Once the condition monitoring system has an estimate of fault severity and a remaining useful life of the component, the necessary maintenance action and when it should be performed can now be determined. The recommendation step is really an aggregation step; information is taken from the diagnosis and prognosis steps and combined them into a clear recommendation of what to do next. In our example, if the patient is diagnosed with mild hypertension and the prognosis is that there will be no impact on their overall health, the recommendation would be to maintain their current lifestyle.
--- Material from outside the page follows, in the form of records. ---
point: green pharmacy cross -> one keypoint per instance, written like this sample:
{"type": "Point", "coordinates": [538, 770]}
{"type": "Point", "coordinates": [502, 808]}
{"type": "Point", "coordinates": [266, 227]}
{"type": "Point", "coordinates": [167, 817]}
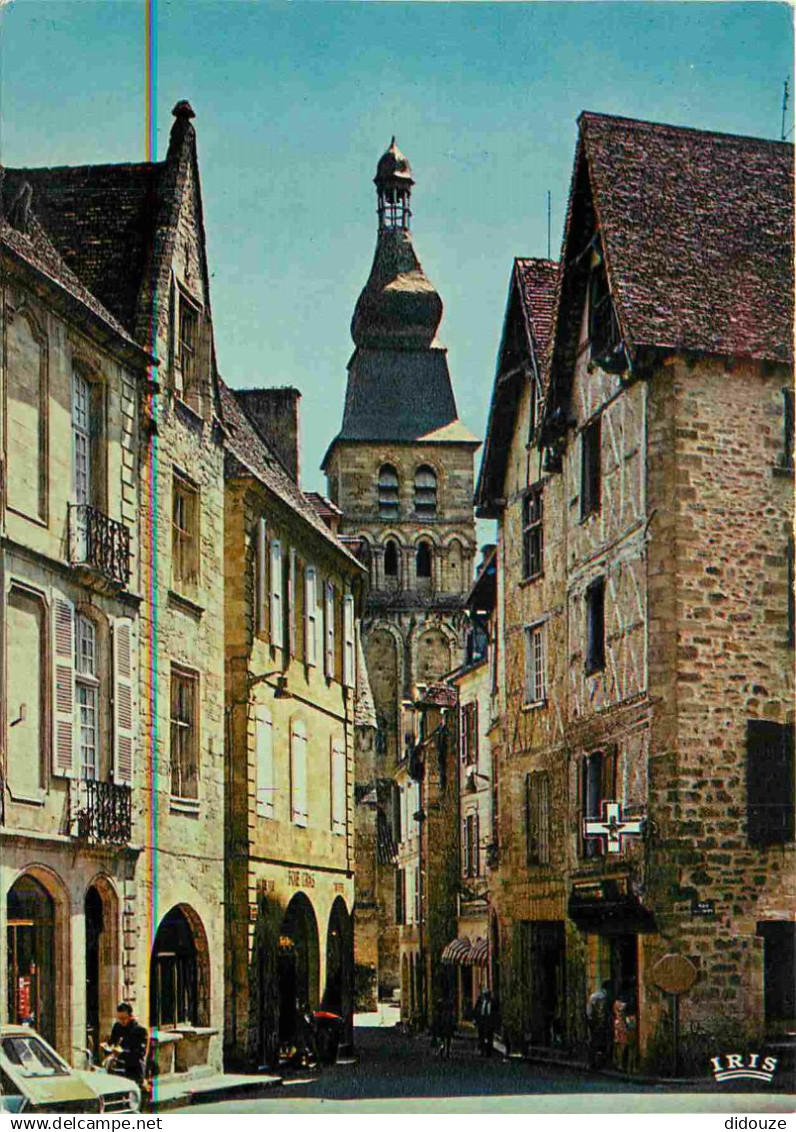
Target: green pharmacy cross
{"type": "Point", "coordinates": [612, 826]}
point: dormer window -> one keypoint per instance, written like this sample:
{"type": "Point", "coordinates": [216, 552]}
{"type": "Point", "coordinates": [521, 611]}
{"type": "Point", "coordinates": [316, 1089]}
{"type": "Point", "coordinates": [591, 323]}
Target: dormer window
{"type": "Point", "coordinates": [426, 490]}
{"type": "Point", "coordinates": [605, 339]}
{"type": "Point", "coordinates": [387, 491]}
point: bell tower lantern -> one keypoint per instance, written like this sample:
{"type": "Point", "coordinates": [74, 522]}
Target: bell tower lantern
{"type": "Point", "coordinates": [394, 190]}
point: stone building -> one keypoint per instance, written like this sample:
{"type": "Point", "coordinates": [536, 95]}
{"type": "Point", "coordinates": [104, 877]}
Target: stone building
{"type": "Point", "coordinates": [478, 706]}
{"type": "Point", "coordinates": [73, 380]}
{"type": "Point", "coordinates": [645, 590]}
{"type": "Point", "coordinates": [134, 237]}
{"type": "Point", "coordinates": [294, 689]}
{"type": "Point", "coordinates": [400, 471]}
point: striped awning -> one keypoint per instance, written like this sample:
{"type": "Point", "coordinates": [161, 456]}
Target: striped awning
{"type": "Point", "coordinates": [456, 951]}
{"type": "Point", "coordinates": [478, 954]}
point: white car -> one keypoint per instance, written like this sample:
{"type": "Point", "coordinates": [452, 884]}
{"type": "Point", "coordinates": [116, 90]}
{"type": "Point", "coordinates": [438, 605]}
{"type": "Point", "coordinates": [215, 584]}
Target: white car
{"type": "Point", "coordinates": [35, 1079]}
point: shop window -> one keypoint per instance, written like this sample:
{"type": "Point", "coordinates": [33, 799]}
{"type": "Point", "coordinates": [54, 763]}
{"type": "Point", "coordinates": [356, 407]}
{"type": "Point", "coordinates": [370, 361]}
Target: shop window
{"type": "Point", "coordinates": [596, 626]}
{"type": "Point", "coordinates": [532, 540]}
{"type": "Point", "coordinates": [769, 781]}
{"type": "Point", "coordinates": [185, 738]}
{"type": "Point", "coordinates": [590, 469]}
{"type": "Point", "coordinates": [536, 682]}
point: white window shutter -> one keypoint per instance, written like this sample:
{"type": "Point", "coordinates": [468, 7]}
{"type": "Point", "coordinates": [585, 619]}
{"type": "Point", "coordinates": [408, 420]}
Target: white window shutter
{"type": "Point", "coordinates": [311, 616]}
{"type": "Point", "coordinates": [276, 611]}
{"type": "Point", "coordinates": [349, 642]}
{"type": "Point", "coordinates": [298, 773]}
{"type": "Point", "coordinates": [260, 567]}
{"type": "Point", "coordinates": [264, 762]}
{"type": "Point", "coordinates": [328, 631]}
{"type": "Point", "coordinates": [65, 729]}
{"type": "Point", "coordinates": [339, 799]}
{"type": "Point", "coordinates": [290, 601]}
{"type": "Point", "coordinates": [123, 702]}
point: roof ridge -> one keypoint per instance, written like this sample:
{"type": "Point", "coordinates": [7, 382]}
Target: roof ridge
{"type": "Point", "coordinates": [670, 127]}
{"type": "Point", "coordinates": [105, 164]}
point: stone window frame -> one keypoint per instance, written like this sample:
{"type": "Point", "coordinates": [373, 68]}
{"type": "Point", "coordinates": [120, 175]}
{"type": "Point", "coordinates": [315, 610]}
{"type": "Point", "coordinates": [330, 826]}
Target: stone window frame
{"type": "Point", "coordinates": [186, 533]}
{"type": "Point", "coordinates": [535, 684]}
{"type": "Point", "coordinates": [595, 652]}
{"type": "Point", "coordinates": [533, 532]}
{"type": "Point", "coordinates": [16, 306]}
{"type": "Point", "coordinates": [183, 737]}
{"type": "Point", "coordinates": [45, 737]}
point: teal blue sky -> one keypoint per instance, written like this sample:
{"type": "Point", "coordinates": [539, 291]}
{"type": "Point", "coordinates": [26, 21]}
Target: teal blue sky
{"type": "Point", "coordinates": [294, 103]}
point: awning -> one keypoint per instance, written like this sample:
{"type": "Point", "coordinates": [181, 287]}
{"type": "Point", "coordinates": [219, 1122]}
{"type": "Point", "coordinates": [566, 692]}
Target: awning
{"type": "Point", "coordinates": [456, 951]}
{"type": "Point", "coordinates": [478, 953]}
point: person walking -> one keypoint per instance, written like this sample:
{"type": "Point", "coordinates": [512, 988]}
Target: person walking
{"type": "Point", "coordinates": [599, 1023]}
{"type": "Point", "coordinates": [484, 1015]}
{"type": "Point", "coordinates": [128, 1044]}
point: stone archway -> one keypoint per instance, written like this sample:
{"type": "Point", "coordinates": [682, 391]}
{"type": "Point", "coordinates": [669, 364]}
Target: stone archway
{"type": "Point", "coordinates": [339, 991]}
{"type": "Point", "coordinates": [179, 970]}
{"type": "Point", "coordinates": [103, 968]}
{"type": "Point", "coordinates": [39, 955]}
{"type": "Point", "coordinates": [298, 965]}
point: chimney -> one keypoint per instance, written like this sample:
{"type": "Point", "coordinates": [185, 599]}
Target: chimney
{"type": "Point", "coordinates": [275, 416]}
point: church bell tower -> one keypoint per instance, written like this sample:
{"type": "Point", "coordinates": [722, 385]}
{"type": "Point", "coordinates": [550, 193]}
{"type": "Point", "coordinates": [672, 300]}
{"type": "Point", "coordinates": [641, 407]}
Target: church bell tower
{"type": "Point", "coordinates": [401, 471]}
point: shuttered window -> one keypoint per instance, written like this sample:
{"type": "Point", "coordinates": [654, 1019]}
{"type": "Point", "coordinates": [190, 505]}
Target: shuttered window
{"type": "Point", "coordinates": [538, 817]}
{"type": "Point", "coordinates": [311, 615]}
{"type": "Point", "coordinates": [339, 787]}
{"type": "Point", "coordinates": [63, 686]}
{"type": "Point", "coordinates": [264, 762]}
{"type": "Point", "coordinates": [262, 575]}
{"type": "Point", "coordinates": [298, 773]}
{"type": "Point", "coordinates": [276, 600]}
{"type": "Point", "coordinates": [123, 702]}
{"type": "Point", "coordinates": [349, 642]}
{"type": "Point", "coordinates": [328, 631]}
{"type": "Point", "coordinates": [598, 785]}
{"type": "Point", "coordinates": [590, 469]}
{"type": "Point", "coordinates": [769, 781]}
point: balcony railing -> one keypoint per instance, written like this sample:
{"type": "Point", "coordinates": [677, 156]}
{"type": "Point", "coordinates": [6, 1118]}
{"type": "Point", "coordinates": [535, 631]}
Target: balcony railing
{"type": "Point", "coordinates": [101, 812]}
{"type": "Point", "coordinates": [99, 542]}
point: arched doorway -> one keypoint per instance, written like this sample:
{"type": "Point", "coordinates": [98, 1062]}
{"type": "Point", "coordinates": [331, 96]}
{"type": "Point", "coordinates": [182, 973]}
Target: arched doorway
{"type": "Point", "coordinates": [179, 975]}
{"type": "Point", "coordinates": [297, 971]}
{"type": "Point", "coordinates": [339, 991]}
{"type": "Point", "coordinates": [101, 908]}
{"type": "Point", "coordinates": [32, 970]}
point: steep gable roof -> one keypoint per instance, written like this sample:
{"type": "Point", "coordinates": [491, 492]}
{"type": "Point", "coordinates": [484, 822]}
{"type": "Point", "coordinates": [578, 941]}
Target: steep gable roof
{"type": "Point", "coordinates": [102, 220]}
{"type": "Point", "coordinates": [696, 230]}
{"type": "Point", "coordinates": [248, 454]}
{"type": "Point", "coordinates": [527, 328]}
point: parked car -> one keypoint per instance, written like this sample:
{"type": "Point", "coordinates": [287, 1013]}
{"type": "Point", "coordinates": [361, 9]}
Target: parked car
{"type": "Point", "coordinates": [31, 1070]}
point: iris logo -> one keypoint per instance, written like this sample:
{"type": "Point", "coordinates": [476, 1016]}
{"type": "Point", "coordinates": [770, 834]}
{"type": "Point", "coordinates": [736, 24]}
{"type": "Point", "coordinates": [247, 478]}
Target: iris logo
{"type": "Point", "coordinates": [736, 1066]}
If the patient receives the same diagnosis but the prognosis is that the mild hypertension will lead to heart disease in five years, the recommendation would be to exercise more and change to a healthier diet.
For wind turbines the recommendation will come in the form of a maintenance action that will be required. If a bearing is faulted the recommendation could be to verify the fault through visual inspection within the next month and schedule a replacement of the bearing within three months. This recommendation would allow an operator to plan maintenance outages ahead of time, reducing downtime and lost revenue.
The framework of the condition monitoring process presented here should provide a guideline for prospective buyers when considering a condition monitoring system purchase. Many systems available do not cover the entire condition monitoring process. This may require an operator to interpret a significant amount of data, so be sure to ask vendors what parts of the process their systems cover and if additional services are required to get to a recommendation. In the end, the efficacy of a condition monitoring system is only as good as its ability to provide operators with information that can be used to drive better operations and maintenance decisions.